What surprised us was how easy this could be done and how effective it can be.

As a principle, we have an IP rights on that. We have that pending now. We are planning to develop it as a therapy.

We are going in 2 routes. The first route is to have it per disease. The way we are thinking about it in a more general way, which is to open it to not necessarily against a specific disease, but make it more of a platform which will be matched to per patient.

The idea is we have these liposomes ready to use. These nanoparticles are ready to prepare. We can have them as ready products to sell in the pharmacy against specific molecules or against specific diseases, or we are thinking also to have it as a service per patient where we will design therapy exactly in correlation with the biological features of every patient. We will have a biopsy from the patient. We will screen which epitopes are there. Then we will design the therapy specifically for each patient, which I think will make the therapy much more effective.
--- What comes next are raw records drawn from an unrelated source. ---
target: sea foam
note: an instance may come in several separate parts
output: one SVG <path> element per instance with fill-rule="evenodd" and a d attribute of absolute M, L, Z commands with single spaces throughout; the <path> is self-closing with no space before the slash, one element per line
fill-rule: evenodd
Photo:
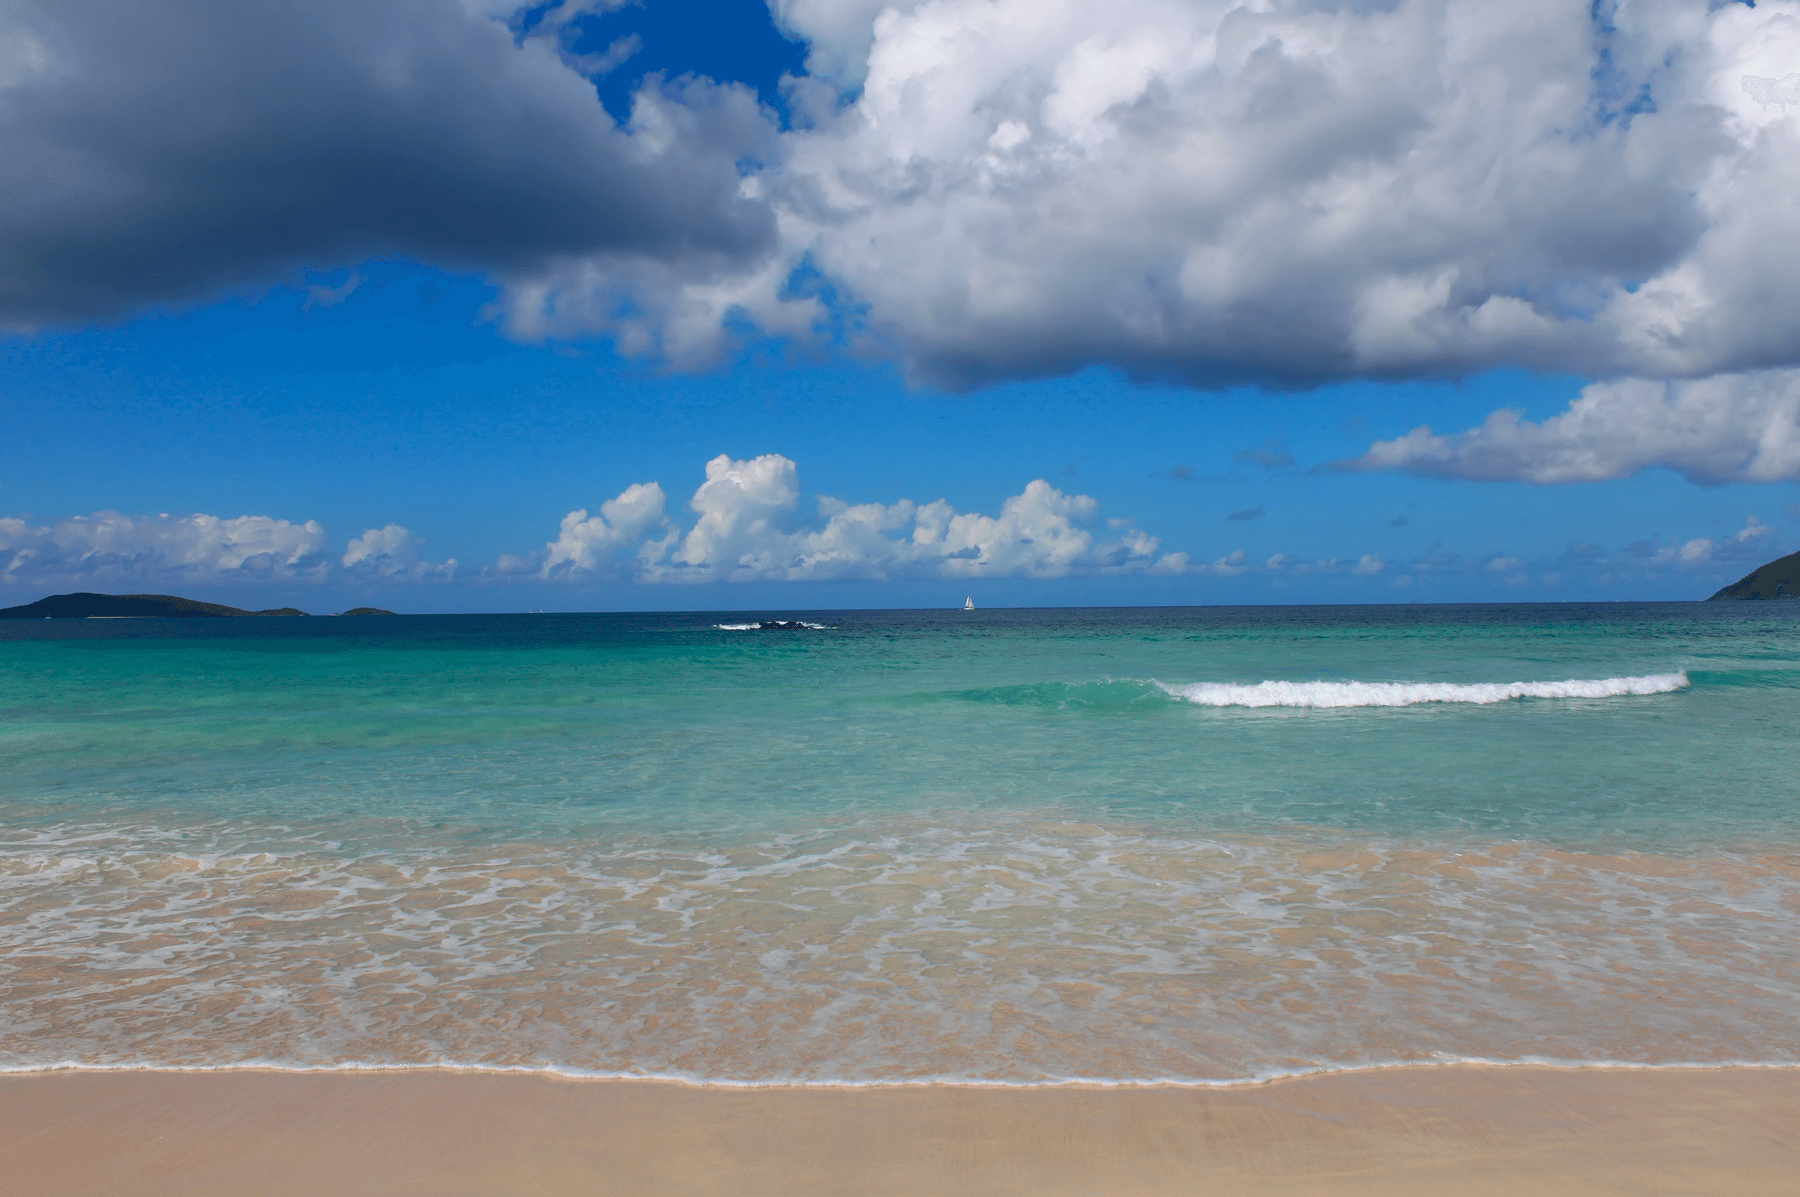
<path fill-rule="evenodd" d="M 1792 1065 L 1797 897 L 1788 844 L 1609 855 L 1051 812 L 371 853 L 273 827 L 50 826 L 0 831 L 0 1072 Z"/>
<path fill-rule="evenodd" d="M 1409 707 L 1425 702 L 1487 704 L 1517 698 L 1617 698 L 1686 689 L 1685 673 L 1643 677 L 1569 678 L 1560 682 L 1194 682 L 1157 686 L 1208 707 Z"/>
<path fill-rule="evenodd" d="M 721 632 L 760 632 L 765 629 L 789 630 L 794 628 L 808 628 L 817 632 L 831 630 L 830 624 L 808 623 L 804 619 L 771 619 L 763 623 L 715 623 L 713 627 L 718 628 Z"/>

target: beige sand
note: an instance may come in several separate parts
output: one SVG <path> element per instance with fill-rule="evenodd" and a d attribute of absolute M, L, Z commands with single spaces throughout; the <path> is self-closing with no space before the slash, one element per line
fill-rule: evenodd
<path fill-rule="evenodd" d="M 1444 1067 L 1237 1089 L 0 1078 L 0 1193 L 1800 1192 L 1800 1070 Z"/>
There is a lot of things to do down the road. One is to expand to other diseases, specifically in terms of solid tumors. Right now, CAR-T cells technology and bispecifics are very limited to solid tumors. There's plenty of it in hematologic malignancies but, right now, much less for solid tumors. We will try to expand there, especially that nanoparticles can specifically accumulate in solid tumors for many biological reasons, so it will even enhance the specificity of these in solid tumors. That's one direction that we are taking it to. Hopefully, we will be able to do that.

The other big direction that we're trying to work on is to have 1 universal bispecific T cell engager for all cancers, but this is in a much earlier stage. We're going 2 opposite directions. We're going into specifying it for individual patients and we're trying also to expand it to be just a pan-cancer therapy, and all the things in between.